How to Become A Female Nigerian Feminist

If you think it is hard to become a female Nigerian feminist, if you think that you need a strong conviction to become a female Nigerian feminist, if you think you need a genuine desire for change to become a female Nigerian feminist, you are wrong.
The female Nigerian feminists have clearly shown that you don’t need much to become one of them.
All you need is an ability to engage in petite and frivolous discussions.
All you need is to be childish.
Once you can imagine in your little head how women will take over men’s role and men given women’s role, then you are qualified to become a female Nigerian feminist.
If you can cook up stories in relation to women taking up men’s roles and men taking up women’s roles at home and in the society and how fashionable it is, then you are not far from being a female Nigerian feminist.
If you are suffering from inferiority complex and not happy for having a vagina and all you dream of is having a penis so you can have sex with many women, then congratulations, you are worthy of becoming a female Nigerian feminist.
If you are not happy with your feminine nature but instead want to be like a man, act like a man but because you are not a man and you can never become a man, so you become bittered towards men, then my sister you are lucky, welcome to the Nigerian female feminists hall of fame.
If you have a rich imagination in silly and stupid thoughts about reversing conventional norms.
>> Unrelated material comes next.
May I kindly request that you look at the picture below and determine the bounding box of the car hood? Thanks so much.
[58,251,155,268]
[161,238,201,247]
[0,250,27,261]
Take for example, imagining a role reversal on your wedding day, where your husband will be led by his mum to the alter. Imagining where the pastor will say ‘you may kiss the groom’. If you can imagine your husband wearing wedding gown while you wear suit, believe me, you have made it in life, you are now a female Nigerian feminist.
If you believe and can make noise about a woman bearing her husband’s name after marriage as subjugation of women, and you have vowed to maintain your maiden name. However, your reasoning is not sound enough to understand that your maiden name still has your father’s name in it. Congratulations you are a veteran and now in the revered rank of the female Nigerian feminists.
If you are a Yoruba lady, and you think it is wrong for you to kneel down for your husband on engagement day as culture demands because you believe it to mean that you are being subjugated and demeaned. However, because you are suffering from glaucoma of the mind, you do not see anything wrong in your husband and his friends prostrating before your parents as culture demands, my sister, praise the lord, you are the messiah the female Nigerian feminists are waiting for.
If you do not consider yourself attractive but you can knit some few words together and can cause some dramas to attract your likes to sing your praises. Then every now and then you are able to tell your praise singers that you have gotten laid, oh sorry, you have gotten some men laid and as a matter of fact you have several rich men who wanted to become your husband but they do not meet your taste or standard. Congratulation, you have been specially elected, Miss Female Nigerian feminists. Welcome onboard.
If you were not properly brought up and lack manners and you have been finding it difficult to be accepted by people because of your unbridled tongue and lack of decorum in addressing people, do not be despair, you shall be exonerated and protected in the Sisterhood of the female Nigerian feminists.
If you have never donated a kobo to any women’s cause, you have never gone for a rally in support of girls or women rights, but you are always talking about who should do the dishes at home, why should a woman lie down while the man is on top during sex, why should a woman consider herself a wife before any other thing, and many other irrelevant topics, You are the one that the female Nigerian feminists have been looking for. Welcome.
You see, to be a female Nigerian feminist does not require much, all you need is to be able to do any of the aforementioned and many others I would be unable to list here to save time and space.
Good luck as you become a female Nigerian feminist.